The problem is he is extremely “spirited.” Discipline is impossible – he ignores you when you tell him no; if you were to tap his hand, he’ll laugh at you. He also throws frequent temper tantrums, pulls hair, throws things, hits, and has recently gotten into the habit of breaking into the refrigerator (whenever anyone forgets to put the gate up) to crack eggs on my bed.
Two year old toddlers become frustrated when they are not getting their needs met as they often do not have the vocabulary to express themselves. The become frustrated and will act their feelings out in a manner to assist you in experiencing the same frustration that they feel inside. (Notice how you feel when he is acting out and you can probably identify the same feeling his is experiencing as well). Obviously tapping his hand isn’t working for you so stop. You will only be frustrated.

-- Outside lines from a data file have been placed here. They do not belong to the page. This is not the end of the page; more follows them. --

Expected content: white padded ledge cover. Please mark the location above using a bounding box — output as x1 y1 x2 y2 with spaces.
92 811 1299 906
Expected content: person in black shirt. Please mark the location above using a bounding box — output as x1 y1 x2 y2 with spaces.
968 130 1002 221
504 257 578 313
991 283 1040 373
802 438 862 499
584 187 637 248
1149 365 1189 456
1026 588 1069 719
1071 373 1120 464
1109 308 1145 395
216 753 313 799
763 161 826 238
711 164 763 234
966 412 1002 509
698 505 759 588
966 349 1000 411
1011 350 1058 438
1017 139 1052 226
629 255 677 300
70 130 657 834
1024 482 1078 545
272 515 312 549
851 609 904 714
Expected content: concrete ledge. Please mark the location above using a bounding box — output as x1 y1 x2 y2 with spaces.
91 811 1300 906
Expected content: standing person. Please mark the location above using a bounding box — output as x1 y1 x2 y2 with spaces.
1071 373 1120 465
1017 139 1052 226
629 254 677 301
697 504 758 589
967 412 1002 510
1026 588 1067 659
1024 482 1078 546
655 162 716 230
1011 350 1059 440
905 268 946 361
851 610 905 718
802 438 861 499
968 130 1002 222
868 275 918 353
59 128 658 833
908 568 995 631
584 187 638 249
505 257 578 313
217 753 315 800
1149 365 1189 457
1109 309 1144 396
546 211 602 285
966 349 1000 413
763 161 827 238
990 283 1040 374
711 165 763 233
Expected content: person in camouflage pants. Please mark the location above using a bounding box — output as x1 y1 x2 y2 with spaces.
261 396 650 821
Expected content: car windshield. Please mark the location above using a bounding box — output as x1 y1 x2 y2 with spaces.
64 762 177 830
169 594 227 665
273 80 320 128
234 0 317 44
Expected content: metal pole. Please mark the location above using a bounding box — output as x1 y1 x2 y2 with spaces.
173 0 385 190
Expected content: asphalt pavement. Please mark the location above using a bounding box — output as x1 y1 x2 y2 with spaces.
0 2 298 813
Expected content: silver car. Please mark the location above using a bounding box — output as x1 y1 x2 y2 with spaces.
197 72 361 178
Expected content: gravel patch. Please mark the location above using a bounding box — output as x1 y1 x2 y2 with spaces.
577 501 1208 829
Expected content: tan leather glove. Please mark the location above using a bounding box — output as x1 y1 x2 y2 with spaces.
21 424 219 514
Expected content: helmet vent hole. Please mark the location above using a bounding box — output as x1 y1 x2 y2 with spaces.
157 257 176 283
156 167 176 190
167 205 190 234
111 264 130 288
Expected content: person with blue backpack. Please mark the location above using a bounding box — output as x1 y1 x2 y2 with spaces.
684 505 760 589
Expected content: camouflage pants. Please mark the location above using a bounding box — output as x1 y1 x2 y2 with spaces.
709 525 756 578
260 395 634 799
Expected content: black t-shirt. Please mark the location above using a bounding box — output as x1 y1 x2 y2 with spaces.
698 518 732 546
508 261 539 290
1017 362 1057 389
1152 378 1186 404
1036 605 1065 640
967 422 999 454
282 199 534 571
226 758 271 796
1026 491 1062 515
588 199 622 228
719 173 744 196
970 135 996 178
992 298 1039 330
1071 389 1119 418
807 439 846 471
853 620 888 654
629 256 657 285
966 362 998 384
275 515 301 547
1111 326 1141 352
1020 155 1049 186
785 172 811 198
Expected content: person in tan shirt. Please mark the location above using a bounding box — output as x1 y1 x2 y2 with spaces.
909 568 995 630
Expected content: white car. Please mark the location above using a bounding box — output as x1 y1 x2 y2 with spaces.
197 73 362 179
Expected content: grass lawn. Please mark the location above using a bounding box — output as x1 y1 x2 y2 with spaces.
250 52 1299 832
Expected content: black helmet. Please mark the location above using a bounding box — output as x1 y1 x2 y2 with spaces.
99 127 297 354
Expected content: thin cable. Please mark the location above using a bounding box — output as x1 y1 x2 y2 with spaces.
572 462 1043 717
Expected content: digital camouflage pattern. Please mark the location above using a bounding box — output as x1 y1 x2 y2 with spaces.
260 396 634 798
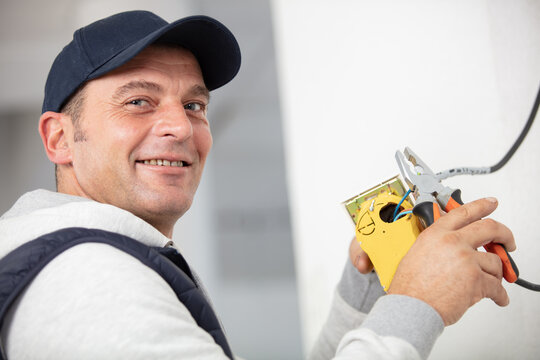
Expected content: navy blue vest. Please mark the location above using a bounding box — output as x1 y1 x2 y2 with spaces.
0 227 233 359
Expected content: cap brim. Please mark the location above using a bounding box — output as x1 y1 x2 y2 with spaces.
88 15 241 91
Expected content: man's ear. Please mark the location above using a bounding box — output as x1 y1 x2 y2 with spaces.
39 111 73 165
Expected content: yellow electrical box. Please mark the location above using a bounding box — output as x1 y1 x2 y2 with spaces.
343 176 422 291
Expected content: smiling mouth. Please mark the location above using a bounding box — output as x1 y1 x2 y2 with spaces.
136 159 188 167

I have several recommendations.
1. Take a look at the Nurturing Parenting Program. You can order the materials yourself and read up on the do’s and don’t for parenting toddlers.
2. Next google positive parenting. There are two sites one for positive parenting and one for positive discipline by Jane Nelson. Both of these sites are excellent for suggestions on interacting with toddlers. What I especially like about Jane Nelson’s work is she taught in her original book how to parent from the inside out. In other words that our children often respond intuitively to what they sense in going on inside of us.
3. Behavior strategies to dealing with inappropriate behavior. Refrain from giving your son any reinforcement for his bad behavior. In other words when he throws a fit withdraw from him by not talking directly to him, not holding eye contact with him while he acts out. Let him know you will talk with him when he calms down and give him time to work things out himself without hurting himself or someone else.
From the sounds of his behavior as you describe it he is doing more than throwing tantrums he is acting out for shock effect.
Now having said this when you start responding to him by ignoring him do not give in and decide this is not working. His behavior will get worse before it gets better when you try this new strategy. Any behavior change on your part will increase his acting out at first. Being consistent is the key to getting his attention.
The other part to changing his behavior is to catch him when he is playing or acting appropriately. To make a fuss over his “good” behavior.
4. This is the last recommendation however not the least important. Get a feeling chart (faces which show feelings and have the name of the feeling underneath it) and show him the chart. Ask him to pick out how he feels. There are really great children’s books you can buy which also show different faces with different feelings. Another book talks about how hands are not for hitting they are for throwing balls etc….it takes the unacceptable behavior and replaces it with acceptable behavior with the same body part. Teeth are not for biting people they are for biting apples. This sort of replacement helps him to understand why you find his behavior unacceptable.
As for the eggs in your bed…..I think I would keep a few boiled eggs in that carton and keep the fresh ones in the back of the fridge somewhere.
If you practice these skills I think you will see some results within a few weeks.